Géraldine Wuyckens, professeure en architecture transmédia à la Haute École Albert Jacquard à Namur.
Qu’est-ce que le design fiction ?
Le design fiction, pour donner une définition assez générale, il s’agit en fait d’une pratique de design, de design spéculatif plus précisément, qui vise à imaginer les futurs possibles des technologies. Ça peut être un produit, un service, un média, une infrastructure, voire même une société entière.
Dans le design fiction, on voit le côté “design”, il s’agit de prototyper un objet du futur, mais il s’agit aussi d’imaginer un peu toutes les conséquences globales que cet objet, ce service, peu importe, aurait dans la société imaginée.
Comment peut-on utiliser le design fiction ?
Le design fiction peut être utilisé dans divers domaines. Déjà dans le domaine de la science-fiction pour le coup. On peut penser à Black Mirror, une série TV qui spécule sur l’avenir des nouvelles technologies. Et l’idée, c’est de designer une technologie qui n’existe pas encore, qui pourrait exister, et d’imaginer toutes les conséquences possibles.
Il y a aussi des exemples dans la culture populaire. On peut penser notamment au film un peu culte qui est Minority Report avec l’interface gestuelle. On est aussi un peu à cheval entre la science-fiction et le design fiction, parce que le design fiction, lui, est vraiment utilisé pour imaginer la technologie. Ça peut être aussi utilisé dans la recherche pour imaginer les enjeux éthiques d’un nouveau produit, dans le monde de l’entreprise pour anticiper un peu toutes les conséquences qu’un nouveau service engendrerait, … Donc voilà, il y a vraiment beaucoup d’exemples : dans la culture populaire, dans la recherche, dans le monde de l’entreprise et, de plus en plus, le design fiction est utilisé dans des fins pédagogiques.
Pourquoi le design fiction est un outil pertinent pour l’éducation aux médias ?
Le design fiction peut être utile pour l’éducation aux médias et particulièrement pour le développement de la pensée critique.

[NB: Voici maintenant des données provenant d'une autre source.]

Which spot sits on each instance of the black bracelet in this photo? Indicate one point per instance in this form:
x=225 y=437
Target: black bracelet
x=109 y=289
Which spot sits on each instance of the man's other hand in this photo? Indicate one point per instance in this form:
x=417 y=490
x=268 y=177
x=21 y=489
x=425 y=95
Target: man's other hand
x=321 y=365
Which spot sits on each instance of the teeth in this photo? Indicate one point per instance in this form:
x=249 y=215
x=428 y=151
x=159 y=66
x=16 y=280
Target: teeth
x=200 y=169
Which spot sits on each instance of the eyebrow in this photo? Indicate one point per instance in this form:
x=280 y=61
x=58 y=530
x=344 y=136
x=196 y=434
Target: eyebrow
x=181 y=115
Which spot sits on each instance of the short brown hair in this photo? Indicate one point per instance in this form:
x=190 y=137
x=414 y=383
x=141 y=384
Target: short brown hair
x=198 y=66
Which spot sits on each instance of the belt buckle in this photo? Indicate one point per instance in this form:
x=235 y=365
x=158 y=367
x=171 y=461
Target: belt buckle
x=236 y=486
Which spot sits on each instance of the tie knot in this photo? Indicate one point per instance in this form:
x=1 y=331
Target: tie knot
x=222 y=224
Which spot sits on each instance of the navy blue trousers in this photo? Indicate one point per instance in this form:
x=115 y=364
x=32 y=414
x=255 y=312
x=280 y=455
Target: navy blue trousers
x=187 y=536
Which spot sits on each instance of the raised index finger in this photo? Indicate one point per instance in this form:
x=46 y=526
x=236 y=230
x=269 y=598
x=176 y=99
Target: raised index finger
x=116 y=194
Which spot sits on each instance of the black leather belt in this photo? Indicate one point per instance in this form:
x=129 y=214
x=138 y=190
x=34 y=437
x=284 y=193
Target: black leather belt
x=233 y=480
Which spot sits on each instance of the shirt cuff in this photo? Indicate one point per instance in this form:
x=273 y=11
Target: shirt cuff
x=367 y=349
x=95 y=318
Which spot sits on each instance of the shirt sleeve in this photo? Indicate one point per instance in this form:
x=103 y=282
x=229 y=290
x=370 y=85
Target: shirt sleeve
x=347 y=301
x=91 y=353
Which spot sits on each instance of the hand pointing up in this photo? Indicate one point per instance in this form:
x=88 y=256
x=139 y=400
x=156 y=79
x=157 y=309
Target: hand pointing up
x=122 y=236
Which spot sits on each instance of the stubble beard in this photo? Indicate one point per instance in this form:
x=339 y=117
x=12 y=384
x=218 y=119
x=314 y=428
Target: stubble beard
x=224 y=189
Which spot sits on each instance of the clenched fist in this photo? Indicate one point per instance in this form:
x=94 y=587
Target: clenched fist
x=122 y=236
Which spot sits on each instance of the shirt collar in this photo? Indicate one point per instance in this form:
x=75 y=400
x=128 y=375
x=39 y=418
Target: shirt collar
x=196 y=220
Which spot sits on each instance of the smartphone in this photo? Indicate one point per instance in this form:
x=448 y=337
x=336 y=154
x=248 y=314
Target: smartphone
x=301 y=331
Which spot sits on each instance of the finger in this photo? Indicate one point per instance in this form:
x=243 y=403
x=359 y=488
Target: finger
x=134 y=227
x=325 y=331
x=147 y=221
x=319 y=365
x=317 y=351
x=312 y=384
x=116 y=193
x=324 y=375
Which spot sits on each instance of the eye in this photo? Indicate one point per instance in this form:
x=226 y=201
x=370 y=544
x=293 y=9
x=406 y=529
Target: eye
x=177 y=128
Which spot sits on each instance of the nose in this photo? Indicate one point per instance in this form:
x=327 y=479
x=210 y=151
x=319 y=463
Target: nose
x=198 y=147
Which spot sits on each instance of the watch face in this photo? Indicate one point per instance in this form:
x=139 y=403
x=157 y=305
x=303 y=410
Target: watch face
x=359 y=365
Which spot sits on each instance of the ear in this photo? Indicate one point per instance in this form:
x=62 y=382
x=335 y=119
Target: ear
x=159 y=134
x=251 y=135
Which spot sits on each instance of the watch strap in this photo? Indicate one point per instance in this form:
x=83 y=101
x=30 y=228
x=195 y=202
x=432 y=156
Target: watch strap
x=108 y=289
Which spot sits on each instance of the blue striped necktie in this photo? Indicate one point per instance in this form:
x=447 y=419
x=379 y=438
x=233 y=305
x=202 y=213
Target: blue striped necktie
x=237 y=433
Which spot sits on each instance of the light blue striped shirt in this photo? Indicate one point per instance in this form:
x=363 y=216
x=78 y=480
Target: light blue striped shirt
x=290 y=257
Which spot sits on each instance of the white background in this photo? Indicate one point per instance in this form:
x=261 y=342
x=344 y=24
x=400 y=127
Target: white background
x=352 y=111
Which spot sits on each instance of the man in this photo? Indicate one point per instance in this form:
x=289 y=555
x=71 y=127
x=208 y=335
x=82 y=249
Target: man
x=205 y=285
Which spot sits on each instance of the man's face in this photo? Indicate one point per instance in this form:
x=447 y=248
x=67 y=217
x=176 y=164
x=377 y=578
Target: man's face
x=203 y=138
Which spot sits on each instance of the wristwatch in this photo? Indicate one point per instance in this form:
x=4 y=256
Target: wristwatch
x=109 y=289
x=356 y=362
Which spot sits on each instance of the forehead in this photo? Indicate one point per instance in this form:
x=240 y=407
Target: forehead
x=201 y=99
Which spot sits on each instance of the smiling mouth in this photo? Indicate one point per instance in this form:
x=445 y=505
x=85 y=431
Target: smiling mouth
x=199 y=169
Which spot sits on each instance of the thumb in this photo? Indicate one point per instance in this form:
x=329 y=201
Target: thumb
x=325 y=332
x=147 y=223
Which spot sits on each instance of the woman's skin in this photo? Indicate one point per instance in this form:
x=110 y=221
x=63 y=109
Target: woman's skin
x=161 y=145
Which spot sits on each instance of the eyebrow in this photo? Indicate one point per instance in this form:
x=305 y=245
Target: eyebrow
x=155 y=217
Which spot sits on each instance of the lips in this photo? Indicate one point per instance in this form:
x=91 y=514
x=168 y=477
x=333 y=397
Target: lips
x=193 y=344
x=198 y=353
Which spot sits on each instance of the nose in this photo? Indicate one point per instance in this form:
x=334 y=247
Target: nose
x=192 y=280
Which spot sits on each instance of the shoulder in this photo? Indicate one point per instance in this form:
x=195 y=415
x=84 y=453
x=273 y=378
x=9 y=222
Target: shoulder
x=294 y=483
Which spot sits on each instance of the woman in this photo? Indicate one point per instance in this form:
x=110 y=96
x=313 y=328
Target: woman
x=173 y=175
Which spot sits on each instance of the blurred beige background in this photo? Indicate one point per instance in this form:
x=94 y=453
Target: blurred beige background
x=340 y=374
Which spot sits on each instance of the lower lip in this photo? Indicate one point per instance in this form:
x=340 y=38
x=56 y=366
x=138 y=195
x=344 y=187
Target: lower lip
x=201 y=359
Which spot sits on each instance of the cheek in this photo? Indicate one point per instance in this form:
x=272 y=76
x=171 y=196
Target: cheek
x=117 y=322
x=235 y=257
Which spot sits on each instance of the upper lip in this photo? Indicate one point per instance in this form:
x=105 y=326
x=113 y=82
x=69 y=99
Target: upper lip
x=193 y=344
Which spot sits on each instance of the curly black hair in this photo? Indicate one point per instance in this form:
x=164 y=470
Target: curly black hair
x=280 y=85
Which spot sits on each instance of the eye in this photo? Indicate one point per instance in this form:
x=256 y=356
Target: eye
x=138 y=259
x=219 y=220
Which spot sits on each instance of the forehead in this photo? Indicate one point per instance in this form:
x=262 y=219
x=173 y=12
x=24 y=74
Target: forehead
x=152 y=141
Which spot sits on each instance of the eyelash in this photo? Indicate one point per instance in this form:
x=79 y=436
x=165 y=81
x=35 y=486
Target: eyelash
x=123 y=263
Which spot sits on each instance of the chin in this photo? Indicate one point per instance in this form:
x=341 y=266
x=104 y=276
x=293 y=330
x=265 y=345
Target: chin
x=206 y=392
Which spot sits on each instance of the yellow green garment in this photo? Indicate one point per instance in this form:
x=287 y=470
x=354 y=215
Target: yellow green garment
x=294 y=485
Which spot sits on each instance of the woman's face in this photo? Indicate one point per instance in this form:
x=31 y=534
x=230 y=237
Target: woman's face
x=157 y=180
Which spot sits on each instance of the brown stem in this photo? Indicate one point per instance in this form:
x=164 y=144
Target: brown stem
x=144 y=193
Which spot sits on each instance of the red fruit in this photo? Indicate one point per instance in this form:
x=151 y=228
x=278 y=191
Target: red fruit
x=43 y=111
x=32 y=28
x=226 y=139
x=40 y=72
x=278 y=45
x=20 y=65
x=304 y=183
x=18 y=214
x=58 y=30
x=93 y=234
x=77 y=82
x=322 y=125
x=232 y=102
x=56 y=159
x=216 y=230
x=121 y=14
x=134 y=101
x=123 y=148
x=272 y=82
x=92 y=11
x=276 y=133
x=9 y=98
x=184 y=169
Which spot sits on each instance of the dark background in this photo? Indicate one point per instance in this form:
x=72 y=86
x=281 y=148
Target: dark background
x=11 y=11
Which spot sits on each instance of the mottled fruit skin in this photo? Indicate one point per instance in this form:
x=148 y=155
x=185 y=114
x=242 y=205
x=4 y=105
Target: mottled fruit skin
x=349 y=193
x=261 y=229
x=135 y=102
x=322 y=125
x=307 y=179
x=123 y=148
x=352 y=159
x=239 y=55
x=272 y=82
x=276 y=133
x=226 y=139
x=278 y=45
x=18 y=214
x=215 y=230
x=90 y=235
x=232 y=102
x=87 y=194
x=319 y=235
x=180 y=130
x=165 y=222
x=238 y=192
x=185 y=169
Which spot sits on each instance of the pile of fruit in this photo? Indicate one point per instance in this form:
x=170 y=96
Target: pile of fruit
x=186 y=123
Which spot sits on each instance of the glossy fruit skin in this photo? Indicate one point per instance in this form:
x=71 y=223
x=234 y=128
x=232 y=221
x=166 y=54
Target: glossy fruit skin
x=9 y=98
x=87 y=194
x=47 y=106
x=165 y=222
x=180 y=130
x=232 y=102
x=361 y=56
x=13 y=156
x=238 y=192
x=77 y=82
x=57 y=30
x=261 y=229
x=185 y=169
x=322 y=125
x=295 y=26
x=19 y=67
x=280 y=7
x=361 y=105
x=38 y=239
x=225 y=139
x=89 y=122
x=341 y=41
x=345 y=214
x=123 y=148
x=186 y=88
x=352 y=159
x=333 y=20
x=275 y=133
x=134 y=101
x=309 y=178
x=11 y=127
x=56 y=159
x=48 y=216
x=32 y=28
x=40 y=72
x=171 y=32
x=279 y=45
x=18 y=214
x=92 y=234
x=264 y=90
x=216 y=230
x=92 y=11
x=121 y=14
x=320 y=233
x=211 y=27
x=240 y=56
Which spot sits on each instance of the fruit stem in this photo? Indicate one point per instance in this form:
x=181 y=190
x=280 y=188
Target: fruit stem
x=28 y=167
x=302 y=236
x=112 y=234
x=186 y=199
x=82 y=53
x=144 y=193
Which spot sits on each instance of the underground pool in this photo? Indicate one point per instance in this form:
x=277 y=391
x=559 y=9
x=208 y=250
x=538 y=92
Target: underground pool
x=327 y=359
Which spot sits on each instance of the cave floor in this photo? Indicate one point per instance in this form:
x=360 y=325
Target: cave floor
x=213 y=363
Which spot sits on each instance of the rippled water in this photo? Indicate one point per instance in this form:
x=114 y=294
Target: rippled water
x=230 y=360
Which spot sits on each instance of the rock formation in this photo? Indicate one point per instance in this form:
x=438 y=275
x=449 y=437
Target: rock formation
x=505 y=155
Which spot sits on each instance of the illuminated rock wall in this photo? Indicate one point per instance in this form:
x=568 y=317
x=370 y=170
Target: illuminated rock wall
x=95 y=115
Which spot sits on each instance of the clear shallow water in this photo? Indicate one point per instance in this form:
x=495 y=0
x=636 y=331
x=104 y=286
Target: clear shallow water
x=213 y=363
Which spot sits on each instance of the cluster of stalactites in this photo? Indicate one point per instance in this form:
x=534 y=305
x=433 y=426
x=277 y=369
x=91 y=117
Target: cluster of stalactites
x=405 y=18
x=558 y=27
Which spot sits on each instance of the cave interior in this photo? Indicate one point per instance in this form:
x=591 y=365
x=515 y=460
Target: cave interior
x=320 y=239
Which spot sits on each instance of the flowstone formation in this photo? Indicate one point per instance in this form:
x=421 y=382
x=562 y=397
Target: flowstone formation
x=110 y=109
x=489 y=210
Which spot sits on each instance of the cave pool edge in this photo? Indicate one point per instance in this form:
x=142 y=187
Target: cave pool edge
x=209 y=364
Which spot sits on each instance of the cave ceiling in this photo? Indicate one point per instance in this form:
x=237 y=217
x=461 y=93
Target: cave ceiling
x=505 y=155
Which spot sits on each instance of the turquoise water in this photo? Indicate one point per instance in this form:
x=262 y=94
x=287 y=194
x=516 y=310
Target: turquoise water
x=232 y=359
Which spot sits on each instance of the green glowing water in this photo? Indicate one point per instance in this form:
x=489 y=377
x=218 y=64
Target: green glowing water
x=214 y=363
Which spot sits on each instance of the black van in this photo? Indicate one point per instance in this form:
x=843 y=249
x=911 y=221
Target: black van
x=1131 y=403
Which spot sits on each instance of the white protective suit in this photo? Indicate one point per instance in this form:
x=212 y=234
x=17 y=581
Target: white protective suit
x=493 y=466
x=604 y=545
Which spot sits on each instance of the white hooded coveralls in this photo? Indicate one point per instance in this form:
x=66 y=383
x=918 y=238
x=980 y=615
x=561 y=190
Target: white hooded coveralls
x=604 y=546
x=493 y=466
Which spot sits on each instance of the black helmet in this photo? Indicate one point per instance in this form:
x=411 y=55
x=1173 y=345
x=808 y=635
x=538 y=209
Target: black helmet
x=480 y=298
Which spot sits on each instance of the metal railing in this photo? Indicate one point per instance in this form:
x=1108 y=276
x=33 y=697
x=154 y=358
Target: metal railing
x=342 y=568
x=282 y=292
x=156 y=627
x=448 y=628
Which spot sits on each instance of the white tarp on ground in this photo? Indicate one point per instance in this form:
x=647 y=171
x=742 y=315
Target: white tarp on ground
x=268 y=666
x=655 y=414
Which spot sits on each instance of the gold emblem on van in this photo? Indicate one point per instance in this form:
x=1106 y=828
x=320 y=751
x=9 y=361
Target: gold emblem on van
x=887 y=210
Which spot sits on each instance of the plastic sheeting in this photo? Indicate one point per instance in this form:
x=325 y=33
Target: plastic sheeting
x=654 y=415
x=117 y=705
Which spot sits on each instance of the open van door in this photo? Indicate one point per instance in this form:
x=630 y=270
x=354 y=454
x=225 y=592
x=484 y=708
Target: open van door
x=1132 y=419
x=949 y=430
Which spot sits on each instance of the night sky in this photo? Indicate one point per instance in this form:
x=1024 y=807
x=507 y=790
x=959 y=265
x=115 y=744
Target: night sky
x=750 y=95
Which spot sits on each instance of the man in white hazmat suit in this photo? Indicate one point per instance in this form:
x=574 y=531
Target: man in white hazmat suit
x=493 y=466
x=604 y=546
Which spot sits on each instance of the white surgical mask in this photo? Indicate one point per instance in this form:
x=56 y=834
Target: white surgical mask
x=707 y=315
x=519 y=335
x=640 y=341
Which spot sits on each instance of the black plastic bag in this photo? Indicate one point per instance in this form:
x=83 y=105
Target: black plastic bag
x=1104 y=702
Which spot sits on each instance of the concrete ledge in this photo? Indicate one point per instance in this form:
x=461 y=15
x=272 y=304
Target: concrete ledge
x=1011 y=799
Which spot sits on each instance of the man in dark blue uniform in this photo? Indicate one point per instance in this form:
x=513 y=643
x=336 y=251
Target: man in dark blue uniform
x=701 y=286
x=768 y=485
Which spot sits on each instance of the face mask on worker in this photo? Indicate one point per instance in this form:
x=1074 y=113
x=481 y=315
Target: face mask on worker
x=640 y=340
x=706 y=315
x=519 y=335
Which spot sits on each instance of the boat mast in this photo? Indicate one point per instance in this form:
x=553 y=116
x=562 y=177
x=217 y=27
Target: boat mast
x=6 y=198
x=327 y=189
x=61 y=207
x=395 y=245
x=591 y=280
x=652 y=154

En fait, le design fiction permet non seulement d’envisager les caractéristiques techniques d’une future technologie, mais aussi d’envisager l’ensemble des conséquences que cet objet aurait dans un futur. Et du coup, le fait d’imaginer l’ensemble de ces conséquences, ça nous amène à prendre un peu de la distance par rapport à notre présent. Puis, ça nous amène aussi à nous poser des questions et ce questionnement est essentiel.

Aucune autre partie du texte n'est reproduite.